Unauthorized results. An arbitrary POST to /heng/finish/{submissionId}/{someId} won't pass the SISMEMBER check because the judgeId wasn't registered by a real JudgeTxWorker run. (The HMAC signature check provides the first layer of defense; the SISMEMBER check provides the second.)

The Real Failure Mode: At-Least-Once Delivery

Here's the edge case that required the most thought: what happens if heng-controller successfully calls back, but the JudgeRxWorker crashes after receiving the callback but before completing receiveResult?

This is the at-least-once delivery problem. Bull guarantees at-least-once: if a job fails (exception or timeout), it retries. This means receiveResult might be called more than once for the same result.

Let's trace through what actually happens:

JudgeTxWorker submits to heng, registers judgeId: SADD judge-ids:42 abc123
heng-controller calls /heng/finish/42/abc123
HTTP handler pushes a job onto judge-rx queue
JudgeRxWorker picks up the job, calls receiveResult(42, result)
receiveResult is partway through its database transaction...
Worker crashes
Bull sees the job as failed, retries
JudgeRxWorker picks up the same job again
SISMEMBER judge-ids:42 abc123 → still true (we removed it at the end, after success)
receiveResult(42, result) is called again

Will receiveResult do the wrong thing if called twice?

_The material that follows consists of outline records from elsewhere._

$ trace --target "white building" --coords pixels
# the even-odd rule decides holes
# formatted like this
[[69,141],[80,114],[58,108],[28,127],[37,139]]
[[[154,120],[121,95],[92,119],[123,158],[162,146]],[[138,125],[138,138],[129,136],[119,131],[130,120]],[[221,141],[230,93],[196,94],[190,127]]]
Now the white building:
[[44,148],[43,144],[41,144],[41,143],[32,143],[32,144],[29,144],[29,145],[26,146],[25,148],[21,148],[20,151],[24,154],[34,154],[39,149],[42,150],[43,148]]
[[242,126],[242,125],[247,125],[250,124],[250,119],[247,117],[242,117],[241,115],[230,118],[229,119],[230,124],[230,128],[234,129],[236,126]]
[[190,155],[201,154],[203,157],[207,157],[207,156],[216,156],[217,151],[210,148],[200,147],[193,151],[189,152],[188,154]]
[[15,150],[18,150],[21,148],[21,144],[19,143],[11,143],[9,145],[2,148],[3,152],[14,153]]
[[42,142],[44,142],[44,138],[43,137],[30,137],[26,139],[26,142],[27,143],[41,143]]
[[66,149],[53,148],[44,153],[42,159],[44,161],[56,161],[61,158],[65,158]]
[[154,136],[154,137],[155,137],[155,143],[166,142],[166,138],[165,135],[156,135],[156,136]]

Let's look at what it does:

// The database transaction in receiveResult
await manager.update(Submission, submissionId, { status: finalStatus, time, memory })
await manager.increment(Problem, { id: submission.problemId }, 'submits', 1)
// ...

manager.increment(..., 'submits', 1) is not idempotent. If called twice, the submit count increments twice. That's a bug.

The pragmatic answer is: this edge case is rare, and receiveResult is wrapped in a full database transaction. If the retry detects that the submission is already in a final state (not pending), we can short-circuit:

// What a defensive receiveResult would check
const existing = await manager.findOne(Submission, { where: { id: submissionId } })
if (existing?.status !== Status.Pending) {
  this.logger.warn(`Submission ${submissionId} already finalized, skipping duplicate result`)
  return
}

This check isn't bulletproof (there's a TOCTOU window), but combined with database transaction isolation, it handles the practical case. The more rigorous solution is to make receiveResult fully idempotent — use INSERT ... ON CONFLICT DO NOTHING patterns for counters, or track whether a specific judgeId has been processed in a deduplicated store.

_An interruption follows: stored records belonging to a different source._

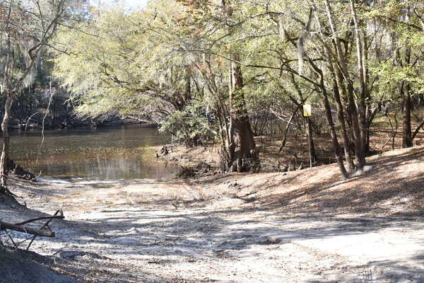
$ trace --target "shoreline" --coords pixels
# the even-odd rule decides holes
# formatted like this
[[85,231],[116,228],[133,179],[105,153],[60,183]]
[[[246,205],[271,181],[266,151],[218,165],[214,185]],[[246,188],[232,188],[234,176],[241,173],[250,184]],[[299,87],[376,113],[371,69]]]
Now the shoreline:
[[[57,237],[31,250],[79,282],[351,283],[367,270],[379,282],[420,282],[424,195],[411,175],[424,173],[423,151],[376,156],[348,181],[334,165],[112,187],[21,181],[11,189],[28,209],[0,207],[11,222],[62,207]],[[372,190],[382,176],[387,187]]]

We haven't fully solved this yet. The architecture is correct, the failure mode is understood, and the mitigation makes it vanishingly unlikely to cause issues in production. But "at-least-once delivery means idempotent consumers" is a requirement we need to keep working toward.

What Changed in Practice

The submission pipeline went from: a hand-rolled Queue<T> with no retries, no visibility, and silent job loss on worker crash — to: Bull-managed queues with retry logic, a web dashboard, proper job lifecycle tracking, and explicit anti-replay protection.

The observable difference: submissions that previously might just silently vanish (worker crash, network error to heng-controller) now retry automatically. The dashboard lets me see if jobs are backing up, what error messages failed jobs have, and how many retries each job has consumed.

The judge-tx → judge-rx two-queue design means the OJ server isn't trying to do synchronous HTTP calls to heng-controller inline with user requests. The submission endpoint enqueues a job and returns immediately; the queue handles the rest asynchronously. Under load, jobs back up in the queue gracefully instead of timing out in HTTP handlers.

The judgeId / SADD anti-replay mechanism is the piece that surprised me most to have to build. I assumed message queues would handle idempotency. They don't — they only handle delivery guarantees. Idempotency is the consumer's problem, and in this case, the consumer is us.

That's the lesson that sticks: "we're using a queue" doesn't mean "we've solved message handling." It means you've gotten delivery guarantees. What you do with those guarantees — making your processing idempotent, handling duplicates, thinking through crash scenarios — is still your problem.